EigenValue Decomposition in only available for symmetric matrices

→ What about non-symmetric matrices?? → SVD


(5) Singular Value Decomposition

기존의 Eigenvalue Decomposition 에선 symmetric matrices 만 가능했기 때문에, 

$\boldsymbol{A}\in \mathbb{R}^{m\times n}$ 이라는 non-square, non-symmetric 한 matrix를 $\boldsymbol{S}=\boldsymbol{A}^{T}\boldsymbol{A}\in \mathbb{R}^{n\times n}$로 바꾸어 활용

 

Singular Value Decomposition (SVD)

 

[THM] $\boldsymbol{A}=\boldsymbol{U}\boldsymbol{\Sigma}\boldsymbol{V}^T$

$\boldsymbol{U}, \boldsymbol{V}$ are orthogonal matrix

$\boldsymbol{\Sigma}$ is a diagonal matrix, and the diagonal entries are called singular values


Part 2: Convex Opimization

Optmization 은 ML 또는 DL 에서 model 을 학습할 때 매우 중요

(1) Optimization Using Gradient Descent

Goal: $\min{f(x)},\, f(x):\mathbb{R}^n \mapsto \mathbb{R},\, f\in C^1$

$x_{k+1}=x_k+\gamma_kd_k,\, k=0,1,2,...$ ⇔ ML/DL 에서의 $\theta_j = \theta_j - \alpha\frac{\partial }{\partial \theta_j}J(\theta)$

  • Batch gradient
  • Mini-batch gradient
  • Stochastic gradient: Noisy approximation of full batch gradient

SGD, ADAM 등...


(2) Constrained Optimization and Lagrange Multipliers

하지만 Inequality constraints, Equality constraint 가 있는 경우 위에서처럼 쉽게 optimize 를 할 수 없음

따라서

 

Lagrangian Dual Function: $\mathit{L}(x,\lambda,\nu ) = f(x)+\sum_{i=1}^{m}\lambda_ig_i(x)+\sum_{i=1}^{p}\nu_ih_i(x)$

Lagrangian Multipliers: $\lambda= (\lambda_i: i=1,...,m)\geq0,\,\nu=(\nu_1,...,\nu_p)$

 

Dual optimization 은 항상 구할 수 있다.

 

Weak Duality: $d^*\leq p^*$

 

Primal optimization 은 구하기 힘들더라도 Weak Duality 에 의해 Dual optimization 이 lower bound 가 된다.
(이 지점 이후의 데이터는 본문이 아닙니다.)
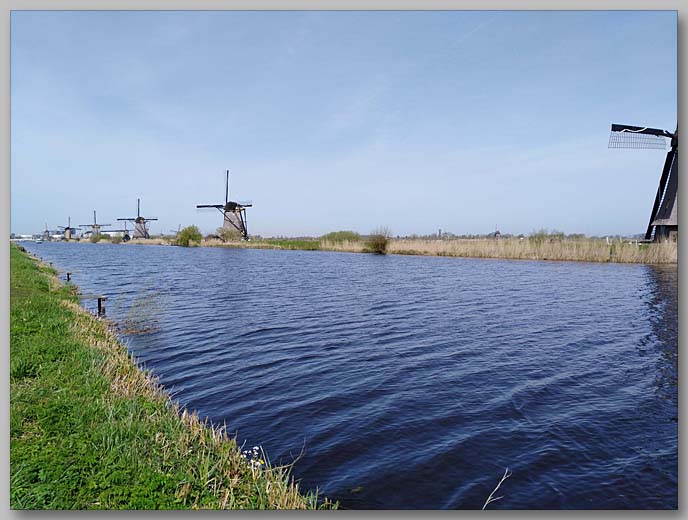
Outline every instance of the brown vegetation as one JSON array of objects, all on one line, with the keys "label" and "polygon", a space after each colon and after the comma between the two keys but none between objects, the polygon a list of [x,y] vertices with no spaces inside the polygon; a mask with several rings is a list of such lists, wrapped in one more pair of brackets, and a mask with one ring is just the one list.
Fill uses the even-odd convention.
[{"label": "brown vegetation", "polygon": [[675,242],[643,244],[616,239],[454,239],[390,241],[388,253],[410,255],[457,256],[470,258],[506,258],[521,260],[570,260],[583,262],[676,263]]}]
(3) Convex Optimization, Convex Sets and Functions

Convex: 볼록한, Concave: 오목한

우리나라에선 보통 $y=x^2$를 '아래로 볼록' 이라고 말하는데 영어로도 'Convex' 하다고 볼 수 있다.

하지만 우리나라에선 보통 $y=-x^2$를 '위로 볼록' 이라고 말하는데 영어로는 'Concave', 즉 '아래로 오목' 하다고 볼 수 있다.

 

Convex Optimization Problem

Minimize $f(x)$ subject to $x\in\chi$, where $f(x):\mathbb{R}^n\mapsto \mathbb{R}$ is a convex function, and $\chi$ is a convex set.

 

KKT (Karush-Kuhn-Tucker) Optimality Condition

 

Strong Duality: $d^*= p^*$

 

Convex Set

For any $x_1,x_2 \in \mathit{C}$ and any $\theta\in[0,1]$, we have $\theta x_1 + (1-\theta)x_2\in\mathit{C}$

→ $mathit{C}$에서 두 점을 골라 이었을 때, 선분 위의 모든 점이 $mathit{C}$안에 있는 경우

 

Convex Functions

$f(\theta x+(1-\theta)y)\leq\theta f(x)+(1-\theta)f(y)$

Function 위에서 두 점을 골라 이었을 때, 선분의 내분점이 function 위에서의 내분점보다 크거나 같은 경우 

 


Part 3: PCA

(1) Problem Setting

High-dimensional data → Low-dimensional data

 

  1. Centering
  2. Standardization
  3. Eigenvalue/ vector
  4. Projection
  5. Undo Standardization and Centering 

(2) Maximum Variance Persepective

분산이 최대가 되는 projection 을 해야 data 가 의미 있는 representation 을 나타냄

 

Optimization Problem: $max_{b_1}{b_1^T}\mathbf{S}b_1$, subject to $ \left\|b_1 \right\|^2=1$


(3) Eigenvector Computation and Low-Rank Approximations

EVD 또는 SVD 사용

 

따로 공부 필요..


(4) PCA in High Dimensions

이 또한 따로 공부 필요..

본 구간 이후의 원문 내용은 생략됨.